Dataset
=======

The dataset module provides the :class:`TimeSeriesDataset` class for loading and processing time series data in a format suitable for PyTorch DataLoader.

TimeSeriesDataset
-----------------

A PyTorch Dataset class that handles time series data extraction using chunk specifications. It supports single or multiple DataFrames and automatically extracts chunks based on the provided specifications.

**Purpose:**

``TimeSeriesDataset`` provides a PyTorch-compatible interface for loading time series data with chunk-based extraction. It automatically handles the extraction of encoding, decoding, and label chunks from your DataFrames based on chunk specifications.

**Key Features:**

- **PyTorch Compatible**: Inherits from ``torch.utils.data.Dataset``, works seamlessly with ``DataLoader``
- **Multiple DataFrames**: Supports both single DataFrame and list of DataFrames (useful for multiple time series)
- **Automatic Chunk Extraction**: Uses ``ChunkExtractor`` internally to extract chunks based on specifications
- **Time Index Tracking**: Optionally returns time indices for each chunk

**Initialization Parameters:**

- ``data_frames`` (pd.DataFrame | list[pd.DataFrame]): Input data.

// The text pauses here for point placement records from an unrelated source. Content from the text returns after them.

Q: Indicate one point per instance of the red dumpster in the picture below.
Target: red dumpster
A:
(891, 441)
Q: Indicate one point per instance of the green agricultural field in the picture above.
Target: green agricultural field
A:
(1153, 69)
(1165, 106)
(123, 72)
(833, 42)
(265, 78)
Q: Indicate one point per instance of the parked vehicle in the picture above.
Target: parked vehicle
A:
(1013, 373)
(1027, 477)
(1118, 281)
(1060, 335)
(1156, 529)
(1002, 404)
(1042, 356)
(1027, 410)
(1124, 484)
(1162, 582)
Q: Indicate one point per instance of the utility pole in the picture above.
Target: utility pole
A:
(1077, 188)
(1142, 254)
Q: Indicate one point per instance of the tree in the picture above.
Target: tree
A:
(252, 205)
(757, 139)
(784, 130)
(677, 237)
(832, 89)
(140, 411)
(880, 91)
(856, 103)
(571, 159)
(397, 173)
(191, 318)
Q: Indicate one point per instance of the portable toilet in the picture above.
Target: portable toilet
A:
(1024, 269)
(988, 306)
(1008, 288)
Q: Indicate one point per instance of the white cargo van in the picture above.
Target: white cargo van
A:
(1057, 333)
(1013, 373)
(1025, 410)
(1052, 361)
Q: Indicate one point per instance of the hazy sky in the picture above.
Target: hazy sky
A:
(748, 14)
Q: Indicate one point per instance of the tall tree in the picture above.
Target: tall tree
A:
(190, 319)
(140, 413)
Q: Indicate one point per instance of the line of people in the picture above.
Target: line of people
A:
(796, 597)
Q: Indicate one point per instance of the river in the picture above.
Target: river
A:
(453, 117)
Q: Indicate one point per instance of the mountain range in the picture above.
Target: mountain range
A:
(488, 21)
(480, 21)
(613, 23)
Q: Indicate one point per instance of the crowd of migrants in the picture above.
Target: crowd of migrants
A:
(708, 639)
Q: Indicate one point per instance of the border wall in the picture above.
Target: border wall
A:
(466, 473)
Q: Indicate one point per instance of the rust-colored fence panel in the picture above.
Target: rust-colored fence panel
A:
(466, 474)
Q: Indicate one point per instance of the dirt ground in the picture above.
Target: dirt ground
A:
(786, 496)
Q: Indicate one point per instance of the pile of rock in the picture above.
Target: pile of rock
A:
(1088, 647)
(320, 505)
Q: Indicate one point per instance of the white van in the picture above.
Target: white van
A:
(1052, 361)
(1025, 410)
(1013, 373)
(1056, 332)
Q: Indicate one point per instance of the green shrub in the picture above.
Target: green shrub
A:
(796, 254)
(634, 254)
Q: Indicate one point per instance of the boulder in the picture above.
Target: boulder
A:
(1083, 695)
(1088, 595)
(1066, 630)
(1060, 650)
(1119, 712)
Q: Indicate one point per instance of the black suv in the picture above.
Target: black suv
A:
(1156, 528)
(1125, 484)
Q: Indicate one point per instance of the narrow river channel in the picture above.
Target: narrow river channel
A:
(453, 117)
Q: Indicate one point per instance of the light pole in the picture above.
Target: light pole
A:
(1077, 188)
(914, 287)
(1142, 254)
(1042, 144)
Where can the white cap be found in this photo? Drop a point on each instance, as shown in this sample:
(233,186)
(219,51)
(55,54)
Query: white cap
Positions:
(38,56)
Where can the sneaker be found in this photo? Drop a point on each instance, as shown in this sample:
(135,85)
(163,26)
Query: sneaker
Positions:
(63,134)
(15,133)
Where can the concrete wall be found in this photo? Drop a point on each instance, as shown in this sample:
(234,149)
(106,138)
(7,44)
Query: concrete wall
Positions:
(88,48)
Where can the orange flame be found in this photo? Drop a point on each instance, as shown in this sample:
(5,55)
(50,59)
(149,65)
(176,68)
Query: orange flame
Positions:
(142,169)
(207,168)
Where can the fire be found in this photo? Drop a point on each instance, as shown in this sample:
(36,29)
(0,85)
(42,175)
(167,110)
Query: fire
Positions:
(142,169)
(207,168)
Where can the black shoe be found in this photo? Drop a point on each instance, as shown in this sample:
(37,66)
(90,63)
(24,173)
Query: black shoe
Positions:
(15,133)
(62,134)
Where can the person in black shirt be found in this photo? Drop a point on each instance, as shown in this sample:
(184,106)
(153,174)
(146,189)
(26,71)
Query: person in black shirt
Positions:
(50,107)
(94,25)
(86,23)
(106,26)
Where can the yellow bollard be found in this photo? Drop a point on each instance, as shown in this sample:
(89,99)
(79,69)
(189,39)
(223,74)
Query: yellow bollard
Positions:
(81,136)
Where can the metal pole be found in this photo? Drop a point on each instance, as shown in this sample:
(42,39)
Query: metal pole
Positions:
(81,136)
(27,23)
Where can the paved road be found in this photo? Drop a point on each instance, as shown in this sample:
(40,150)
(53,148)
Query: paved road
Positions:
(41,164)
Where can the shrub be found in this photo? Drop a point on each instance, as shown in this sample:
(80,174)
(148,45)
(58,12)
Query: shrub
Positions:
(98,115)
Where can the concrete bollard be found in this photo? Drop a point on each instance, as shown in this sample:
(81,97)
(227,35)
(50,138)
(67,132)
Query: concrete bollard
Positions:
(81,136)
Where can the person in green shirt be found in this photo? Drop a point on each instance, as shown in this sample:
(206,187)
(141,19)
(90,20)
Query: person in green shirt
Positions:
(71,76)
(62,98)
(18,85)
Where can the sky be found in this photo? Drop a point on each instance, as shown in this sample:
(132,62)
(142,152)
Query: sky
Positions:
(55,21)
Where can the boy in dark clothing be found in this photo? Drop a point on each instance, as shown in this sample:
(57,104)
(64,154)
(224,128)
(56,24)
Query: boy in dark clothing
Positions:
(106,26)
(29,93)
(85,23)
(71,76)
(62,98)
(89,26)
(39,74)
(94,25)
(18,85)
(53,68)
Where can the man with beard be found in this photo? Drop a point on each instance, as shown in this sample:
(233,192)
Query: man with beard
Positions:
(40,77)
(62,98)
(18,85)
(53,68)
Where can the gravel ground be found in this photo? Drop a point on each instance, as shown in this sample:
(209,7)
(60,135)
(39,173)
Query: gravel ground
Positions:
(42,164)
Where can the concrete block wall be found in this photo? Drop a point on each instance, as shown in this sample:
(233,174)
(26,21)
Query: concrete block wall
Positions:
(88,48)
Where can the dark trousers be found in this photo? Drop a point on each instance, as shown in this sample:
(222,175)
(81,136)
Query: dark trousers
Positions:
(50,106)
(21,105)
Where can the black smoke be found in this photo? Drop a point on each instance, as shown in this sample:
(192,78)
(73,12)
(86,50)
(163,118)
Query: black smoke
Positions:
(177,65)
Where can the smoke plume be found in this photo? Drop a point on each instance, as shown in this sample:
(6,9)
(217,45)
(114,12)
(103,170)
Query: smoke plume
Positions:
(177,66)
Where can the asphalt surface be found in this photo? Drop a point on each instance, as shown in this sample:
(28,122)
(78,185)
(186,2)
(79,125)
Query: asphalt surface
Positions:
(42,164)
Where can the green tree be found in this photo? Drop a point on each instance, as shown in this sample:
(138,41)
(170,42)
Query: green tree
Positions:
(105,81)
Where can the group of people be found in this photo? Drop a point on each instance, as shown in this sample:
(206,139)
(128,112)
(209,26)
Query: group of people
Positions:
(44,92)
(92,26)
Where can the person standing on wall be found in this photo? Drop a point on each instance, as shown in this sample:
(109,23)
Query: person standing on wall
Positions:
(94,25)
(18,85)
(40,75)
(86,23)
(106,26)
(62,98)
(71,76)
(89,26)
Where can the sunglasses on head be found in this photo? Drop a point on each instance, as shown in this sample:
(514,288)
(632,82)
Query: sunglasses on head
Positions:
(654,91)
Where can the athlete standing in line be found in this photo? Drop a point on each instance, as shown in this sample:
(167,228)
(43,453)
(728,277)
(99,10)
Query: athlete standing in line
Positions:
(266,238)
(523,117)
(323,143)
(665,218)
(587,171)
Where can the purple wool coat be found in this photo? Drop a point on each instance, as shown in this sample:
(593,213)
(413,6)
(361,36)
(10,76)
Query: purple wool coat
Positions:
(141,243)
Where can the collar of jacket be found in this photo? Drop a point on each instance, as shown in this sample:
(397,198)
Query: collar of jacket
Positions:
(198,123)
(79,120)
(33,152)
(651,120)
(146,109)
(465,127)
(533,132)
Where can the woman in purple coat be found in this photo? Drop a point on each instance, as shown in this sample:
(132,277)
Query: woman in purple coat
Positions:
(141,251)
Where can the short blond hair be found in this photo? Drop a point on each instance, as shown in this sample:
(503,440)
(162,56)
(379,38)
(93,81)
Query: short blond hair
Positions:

Can be a single DataFrame or a list of DataFrames. If multiple DataFrames are provided, they are treated as separate time series.

- ``chunk_specs`` (list[BaseChunkSpec]): List of chunk specifications defining what data to extract. Typically obtained from ``model.make_chunk_specs()``.

- ``return_time_index`` (bool): If ``True``, includes time index arrays in the output dictionary. Default is ``True``. Time indices are useful for tracking which time steps correspond to predictions.

**Properties:**

- **``data_frames``** (list[pd.DataFrame]): List of input DataFrames (always a list, even if single DataFrame was provided).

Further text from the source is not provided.